Et ça change tout. Parce que à partir de là, il n'est plus question de savoir qui a raison ou tort, ou de montrer qu'on a raison, parce que ce sera essentiellement une question de point de vue. Un des paradoxes qui revient souvent, c'est le paradoxe sorite. Par exemple, au bout de combien de semaines on doit interdire l'avortement ? La logique ne permet pas de trancher cette question, et toutes les législations ne sont pas d'accord sur le temps maximum. La décision du nombre de semaines maximum est un arbitrage : une règle définie parce qu'il faut définir une règle. C'est pour ça que je dis que la conclusion de ce genre de débat est arbitraire : elle n'est pas arbitraire dans le sens où elle ne repose sur rien, au contraire ces décisions peuvent reposer sur un très grand nombre d'éléments. Elle est arbitraire dans le sens où elle constitue un arbitrage.

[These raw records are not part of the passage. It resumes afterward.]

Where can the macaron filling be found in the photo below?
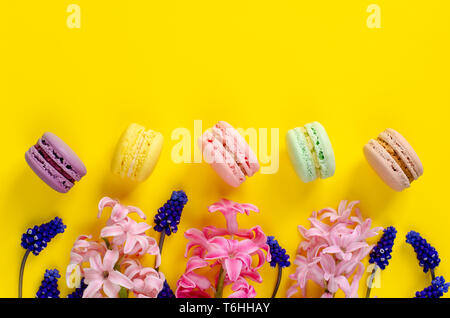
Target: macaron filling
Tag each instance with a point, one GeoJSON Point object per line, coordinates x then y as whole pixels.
{"type": "Point", "coordinates": [53, 163]}
{"type": "Point", "coordinates": [312, 150]}
{"type": "Point", "coordinates": [397, 158]}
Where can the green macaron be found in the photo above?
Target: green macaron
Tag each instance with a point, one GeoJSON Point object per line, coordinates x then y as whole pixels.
{"type": "Point", "coordinates": [310, 151]}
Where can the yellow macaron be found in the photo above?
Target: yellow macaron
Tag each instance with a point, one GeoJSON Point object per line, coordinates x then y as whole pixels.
{"type": "Point", "coordinates": [137, 153]}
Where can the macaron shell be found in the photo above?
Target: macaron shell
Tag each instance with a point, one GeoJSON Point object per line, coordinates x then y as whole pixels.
{"type": "Point", "coordinates": [235, 143]}
{"type": "Point", "coordinates": [323, 149]}
{"type": "Point", "coordinates": [137, 153]}
{"type": "Point", "coordinates": [221, 160]}
{"type": "Point", "coordinates": [409, 156]}
{"type": "Point", "coordinates": [300, 155]}
{"type": "Point", "coordinates": [385, 166]}
{"type": "Point", "coordinates": [46, 172]}
{"type": "Point", "coordinates": [70, 159]}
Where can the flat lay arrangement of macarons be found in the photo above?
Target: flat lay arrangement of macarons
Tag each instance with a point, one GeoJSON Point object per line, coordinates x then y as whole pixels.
{"type": "Point", "coordinates": [311, 162]}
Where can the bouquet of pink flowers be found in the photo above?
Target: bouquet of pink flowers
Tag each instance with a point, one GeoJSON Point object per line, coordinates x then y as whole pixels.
{"type": "Point", "coordinates": [332, 250]}
{"type": "Point", "coordinates": [111, 267]}
{"type": "Point", "coordinates": [230, 258]}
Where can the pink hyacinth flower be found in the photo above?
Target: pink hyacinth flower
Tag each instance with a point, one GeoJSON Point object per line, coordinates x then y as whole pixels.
{"type": "Point", "coordinates": [242, 289]}
{"type": "Point", "coordinates": [334, 250]}
{"type": "Point", "coordinates": [119, 212]}
{"type": "Point", "coordinates": [230, 209]}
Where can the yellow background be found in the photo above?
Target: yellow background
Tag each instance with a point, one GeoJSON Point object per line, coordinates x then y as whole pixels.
{"type": "Point", "coordinates": [259, 64]}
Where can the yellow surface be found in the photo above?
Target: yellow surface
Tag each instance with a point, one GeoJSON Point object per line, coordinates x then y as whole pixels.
{"type": "Point", "coordinates": [261, 64]}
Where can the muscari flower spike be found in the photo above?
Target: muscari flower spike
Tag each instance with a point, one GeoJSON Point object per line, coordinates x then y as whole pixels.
{"type": "Point", "coordinates": [426, 254]}
{"type": "Point", "coordinates": [36, 239]}
{"type": "Point", "coordinates": [278, 254]}
{"type": "Point", "coordinates": [166, 292]}
{"type": "Point", "coordinates": [381, 253]}
{"type": "Point", "coordinates": [78, 292]}
{"type": "Point", "coordinates": [436, 290]}
{"type": "Point", "coordinates": [168, 216]}
{"type": "Point", "coordinates": [49, 286]}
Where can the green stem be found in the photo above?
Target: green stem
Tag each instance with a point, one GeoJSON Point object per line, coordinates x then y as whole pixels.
{"type": "Point", "coordinates": [161, 243]}
{"type": "Point", "coordinates": [372, 276]}
{"type": "Point", "coordinates": [277, 285]}
{"type": "Point", "coordinates": [219, 288]}
{"type": "Point", "coordinates": [22, 269]}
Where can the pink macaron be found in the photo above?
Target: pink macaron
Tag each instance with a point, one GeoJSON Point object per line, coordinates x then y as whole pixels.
{"type": "Point", "coordinates": [393, 159]}
{"type": "Point", "coordinates": [228, 153]}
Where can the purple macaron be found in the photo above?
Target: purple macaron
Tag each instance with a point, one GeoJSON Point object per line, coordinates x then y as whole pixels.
{"type": "Point", "coordinates": [55, 163]}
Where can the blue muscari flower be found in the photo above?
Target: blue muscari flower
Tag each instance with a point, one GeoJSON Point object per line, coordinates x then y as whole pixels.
{"type": "Point", "coordinates": [168, 216]}
{"type": "Point", "coordinates": [35, 239]}
{"type": "Point", "coordinates": [381, 253]}
{"type": "Point", "coordinates": [279, 256]}
{"type": "Point", "coordinates": [166, 292]}
{"type": "Point", "coordinates": [78, 292]}
{"type": "Point", "coordinates": [436, 290]}
{"type": "Point", "coordinates": [426, 254]}
{"type": "Point", "coordinates": [49, 286]}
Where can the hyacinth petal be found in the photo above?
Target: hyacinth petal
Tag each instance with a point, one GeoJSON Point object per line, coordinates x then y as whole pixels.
{"type": "Point", "coordinates": [110, 259]}
{"type": "Point", "coordinates": [356, 246]}
{"type": "Point", "coordinates": [92, 275]}
{"type": "Point", "coordinates": [200, 281]}
{"type": "Point", "coordinates": [195, 263]}
{"type": "Point", "coordinates": [319, 225]}
{"type": "Point", "coordinates": [92, 289]}
{"type": "Point", "coordinates": [140, 228]}
{"type": "Point", "coordinates": [96, 262]}
{"type": "Point", "coordinates": [328, 265]}
{"type": "Point", "coordinates": [120, 279]}
{"type": "Point", "coordinates": [292, 290]}
{"type": "Point", "coordinates": [133, 209]}
{"type": "Point", "coordinates": [112, 230]}
{"type": "Point", "coordinates": [332, 249]}
{"type": "Point", "coordinates": [130, 243]}
{"type": "Point", "coordinates": [233, 268]}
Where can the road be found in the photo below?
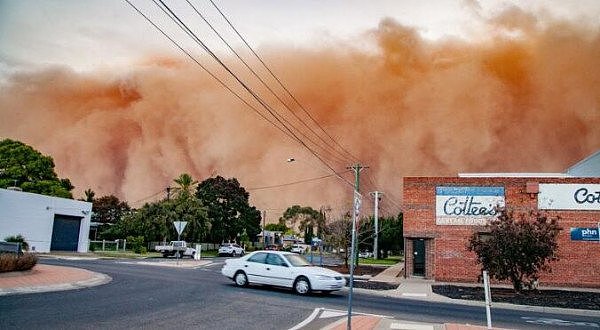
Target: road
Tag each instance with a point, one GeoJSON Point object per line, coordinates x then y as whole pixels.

On peut tirer de l'existence même des paradoxes un enseignement général sur la logique : on ne peut pas tout résoudre par la logique pure. Les paradoxes existent, et les paradoxes sont par essence irrésolubles. C'est ce qui fait qu'un paradoxe est un paradoxe : on ne peut pas le résoudre par la logique.

 

On peut calculer mathématiquement la validité de n'importe quel argumentaire logique. C'est long et fastidieux, mais c'est possible. Mais tout argumentaire ne peut pas être réduit à de la logique, donc tout argumentaire ne peut pas être calculé . Le paradoxe du menteur (cité plus haut dans le tweet) est un paradoxe, il existe et sa seule existence est une preuve des limites de la logique formelle. La logique formelle est certes très puissantes lorsqu'on a des définitions claires mais ça ne signifie pas qu'on peut l'appliquer à tout, loin de là. Ne serait-ce que parce qu'il faudra toujours, à un moment donné, une définition racine qui sera bien souvent arbitraire. Donc, pour résoudre une question quelle qu'elle soit, il y a nécessairement des choses qu'il faut admettre telles quelles à un moment donné.

 

Il existe d'autres formes de logique que la logique formelle, comme la logique floue (une sorte de logique statistique) par exemple. Mais ça ne change rien au fait qu'on intègre dans notre fonctionnement des paradigmes qui, fondamentalement, ne sont pas le fruit de la logique.

 

La puissance de la logique est ailleurs, elle est dans la structure d'un argumentaire, elle soutient la cohérence d'un discours ou d'une idée. Mais la logique n'est jamais vraiment la base d'un argumentaire. La base d'un argumentaire, ça peut être de l'opinion, du parti-pris, des croyances, des connaissances, des observations... Et c'est important de prendre le temps de questionner ce qui soutient un argumentaire, car tout n'est pas équivalent, loin de là.

 

Dans un débat, la logique est parfaitement indispensable. On en a tous quelques rudiments mais ce n'est pas forcément suffisant. Pour autant on peut connaître la logique sur le bout des doigts, si on ne connaît pas un sujet, connaître la logique n'y changera rien. La logique seule ne rend absolument pas compétent à parler de n'importe quel sujet, loin de là ! Si vous voulez débattre de façon constructive, quel que soit le sujet, il est parfaitement indispensable de reconnaître les limites de vos connaissances. Par ce que même si vous maîtrisez la logique, vos connaissance en sont toujours le socle. Croire qu'on peut débattre d'un sujet qu'on ne maîtrise pas, avec un expert et sur un pied d'égalité c'est comme croire qu'on peut remplacer des briques par des marshmallow, ça n'a aucun sens et ça ne construit rien d'utile. Et pourtant, on fait tous l'erreur, ça s'appelle l'effet Dunning-Kruger et je vous en parlerai bientôt.

 

La logique est un outil, un genre de tournevis mental qui permet de construire des idées cohérentes et dans ce sens on gagne tous à s'y intéresser. Mais il ne faut jamais perdre de vue que ce n'est qu'un outil. Même avec les meilleurs outils du monde, si vous essayez de construire un buffet avec du bois pourri, vous ne ferez jamais mieux qu'un buffet pourri. Les idées, les débats, c'est pareil : si vous vous reposez sur des contre-vérités ou des préjugés, vous pouvez y appliquer toute la logique du monde, à l'arrivée vous aurez n'importe quoi et surtout rien de constructif.